Saturday, November 15, 2014

Melody extraction: Goto's and Salamon's methods

If someone works on the melody extraction algorithms, he definitely knows Goto's (PreFEst) and Salamon's methods. I don't know exactly why the first one is well known, perhaps it's a first well-performed melody extraction algorithm. Salamon's method (first published in 2011) has the best overall performance until now, and it's also an easy implemented method.

1. Salience function
Both methods are based on the calculation of the Salience function, but with different definitions.

1.1 Goto's F0 pdf
Goto constructed firstly two harmonic-structure tone models which have the same fundamental frequency (F0) but different harmonic amplitudes $\mu_{1,2}$. Each tone model is a weighted gaussian mixture where its harmonic components are modeled by gaussian function. Another weight coefficient $w_{1,2}$ is introduced to balance the overall amplitude of the tone models mixture.

Afterwards, he utilized EM algorithm to estimate the coefficients $\mu_{1,2}$ and $w_{1,2}$ assuming that each frame of spectrogram is a probability density function (pdf) and can be generated by this tone models mixture.

1.2 Salamon's salience function
Salamon's salience function is based on harmonic summation method. He assumed the frequency $f$ of each peak detected on the spectrogram is a harmonic partial of the fundamental frequency $f_0=f/h$. He calculate afterwards the distance between $f/h$ and the salience frequency bins $b$, which is weighted by the harmonic number $h$. Higher $h$ brings about lower contribution of the peak at frequency $f$.

This calculation is based on the Hermes's (Measurement of pitch by subharmonic summation) pitch detection theory. If we count the peak frequency $f$ as the $h_{th}$ harmonic of the fundamental frequency $f/h$, it's contribution to the detection of pitch $f/h$ is $\alpha^{h-1}$ which is a decreasing sequence.

Below is salience functions of a same audio clip:
Goto's F0 pdf (salience)
Salamon's salience function

2. F0 contour tracking
Due to less disturbed melody line in Goto's salience function, peaks detected in each frame are relatively less, which results in less F0 candidate contours in Goto's salience function.
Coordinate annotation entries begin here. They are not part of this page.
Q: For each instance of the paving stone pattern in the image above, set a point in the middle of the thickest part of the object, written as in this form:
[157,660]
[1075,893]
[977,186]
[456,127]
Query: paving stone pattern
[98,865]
Though Salamon set up two magnitude thresholds to filter out abundant peaks (one for each frame, another for overall spectrogram), there are still a lot of contours been tracked. Apart from the inherent characteristic of his salience function, the reasons of large amount of peaks can be the small hop size of STFT (which leads to more frames) and small pitch continuity limit (within 80 cents) in Salamon's implementation.
Goto's contour tracking

Salamon's contour tracking
3. Melody selection
Two methods have their own rules of selecting the melody from the F0 candidate contours.  Goto chooses the highest total salience power contour as the melody. However, Salamon's rules are way more complicated. Voicing detection, elimination octave error and outlier melody based on contour characteristics (pitch mean, standard deviation; salience mean, standard deviation etc.) are integrated in this final selection step.
Goto's melody selection

Salamon's melody selection
4. Matlab Code
Those who want the Matlab code of these two methods please contact with me. Leave a message below or send me an email. :=)


  1. Hi there,
    first of all, you deserve many kudos for all this great work!
    I am a newcomer in the field of audio information retrieval and would like to take a look on the matlab code for this example.
    Thanks in advance,

  2. Respected sir,

    I am second year post graduate student at indian institute of technology in signal processing branch.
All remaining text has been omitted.